Notably, this monitors more than just the Stash Deferred service, it also
monitors the service that inserts messages into the BigTable database. You could question whether this really constitutes monitoring for this service, but if the frontend goes down then my service’s users are affected, and I want to know when that happens.

The current lag can then be calculated as the time since we got a message, plus the lag on that message. This looks like

(time() - max(stashdef_last_received_timestamp_seconds)) + max(stashdef_lag_seconds)

We don’t just track the stashdef_lag_seconds as if the lag monitor were to fail, that metric would stop updating. The safest measure of lag is the lag measured by the lag monitor plus the time since we last measured that lag, as if the lag monitor fails, the result of time() will continue increasing regardless.

The spiky nature of this graph comes from our use of Prometheus’s time function, which steadily increases, while the last received metric resets every time we get a message.

This is the metric I want to alert on. Let’s write a Prometheus alert on this

job:stashdef_lag:seconds =
  (time() - max(stashdef_last_received_timestamp_seconds)) + max(stashdef_lag_seconds)ALERT StashDeferredLagHigh
  IF job:stashdef_lag:seconds > 5 * 60
  FOR 2m
  LABELS {
    slack_channel="stash-deferred"
  }
  ANNOTATIONS {
    description="Stash deferred messages are arriving {{ $value }} seconds after they were scheduled (threshold 5m)"
  }

Here we set up a recording rule to continuously calculate and store our lag, along with an alert on that lag calculation. The alert syntax is a wee bit odd, but should read: the alert StashDeferredLagHigh will fire if the metric job:stashdef_lag:seconds is greater than 300 for 2 minutes. When it fires, it should send to the slack channel stash-deferred, with the following description [description omitted].

The durations specified in the alert above are a bit arbitrary, and will be subject to tweaks over time. With the current setup, we can say that should the process stop processing messages altogether, it will take 4 minutes before the metric is above 300 seconds (i.e. 5 minutes of lag), and then another 2 minutes before the alert will fire. This is perfectly acceptable for this system. Your system may have very different users who rely on a different guarantees.

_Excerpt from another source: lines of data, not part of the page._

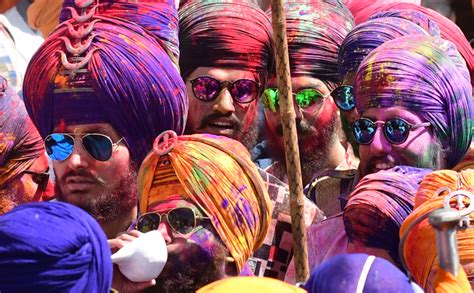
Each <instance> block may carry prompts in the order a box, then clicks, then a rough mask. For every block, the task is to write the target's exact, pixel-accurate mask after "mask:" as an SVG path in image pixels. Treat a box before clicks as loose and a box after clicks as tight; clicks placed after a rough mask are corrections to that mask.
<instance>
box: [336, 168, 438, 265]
mask: <svg viewBox="0 0 474 293" xmlns="http://www.w3.org/2000/svg"><path fill="white" fill-rule="evenodd" d="M429 172H431V170H429V169H420V168H414V167H407V166H397V167H394V168H392V169H390V170H386V171H380V172H377V173H373V174H370V175H367V176H365V177H364V178H363V179H362V180H361V181H360V182H359V183H358V184H357V186H356V188H355V189H354V191H352V193H351V195H350V197H349V201H348V202H347V205H346V207H345V208H344V213H343V219H344V227H345V230H346V234H347V236H348V237H349V239H350V240H351V241H352V240H357V241H358V242H361V243H363V244H364V245H366V246H369V247H375V248H381V249H385V250H387V251H388V252H389V254H390V256H391V257H392V259H394V260H395V261H398V259H399V258H398V243H399V242H400V238H399V231H400V226H401V225H402V222H403V221H404V220H405V218H406V217H407V216H408V215H409V214H410V213H411V211H412V210H413V205H414V204H415V195H416V191H417V189H418V185H419V184H420V182H421V180H422V179H423V176H424V175H426V174H427V173H429Z"/></svg>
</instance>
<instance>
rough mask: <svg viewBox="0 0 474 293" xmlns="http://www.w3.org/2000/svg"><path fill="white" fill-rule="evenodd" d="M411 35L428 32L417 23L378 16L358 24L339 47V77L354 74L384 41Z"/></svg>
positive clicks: (342, 77)
mask: <svg viewBox="0 0 474 293" xmlns="http://www.w3.org/2000/svg"><path fill="white" fill-rule="evenodd" d="M419 17H420V18H422V17H423V16H422V15H420V16H419ZM434 25H436V24H434ZM413 34H417V35H428V32H427V31H426V30H425V29H423V27H422V26H420V25H418V24H417V23H415V22H413V21H411V20H408V19H404V18H401V17H392V16H390V17H389V16H385V17H381V16H380V17H377V18H374V19H370V20H368V21H366V22H363V23H361V24H359V25H358V26H356V27H355V28H354V29H353V30H352V31H351V32H350V33H349V34H348V35H347V37H346V38H345V39H344V42H343V43H342V45H341V49H340V51H339V59H338V70H339V77H340V78H341V79H343V78H344V76H345V75H346V74H347V73H349V72H354V73H355V71H357V68H358V67H359V65H360V63H361V62H362V60H363V59H364V58H365V56H367V55H368V54H369V53H370V52H371V51H372V50H373V49H375V48H377V47H378V46H380V45H382V44H383V43H385V42H386V41H390V40H393V39H396V38H399V37H402V36H406V35H413Z"/></svg>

The Slack integration is set up in our alertmanager config. I’d really recommend integrating with whatever chat system your organisation uses. Recording rules are also a great idea, and in general if you want a dashboard to load quickly, I’d recommend implementing the queries you are plotting as recording rules.

Putting it together

Our final dashboard looks like…

The additions made here are:

The Bigtable deletion rate graph. Failed Bigtable deletions can result in duplicate messages, so we prioritise this metric.
Component memory usage. This is a metric fetched from the Kubernetes cluster, and is mostly there so I can say ‘look how efficient it is!’

In the future, as I gain more experience operating this service, I plan to demote some of the duration metrics to below the fold on this dashboard, as they seem to be subject to seemingly alarming changes under completely normal operation. I also hope to spend some time addressing dropped messages in a more holistic manner in the lag monitor component.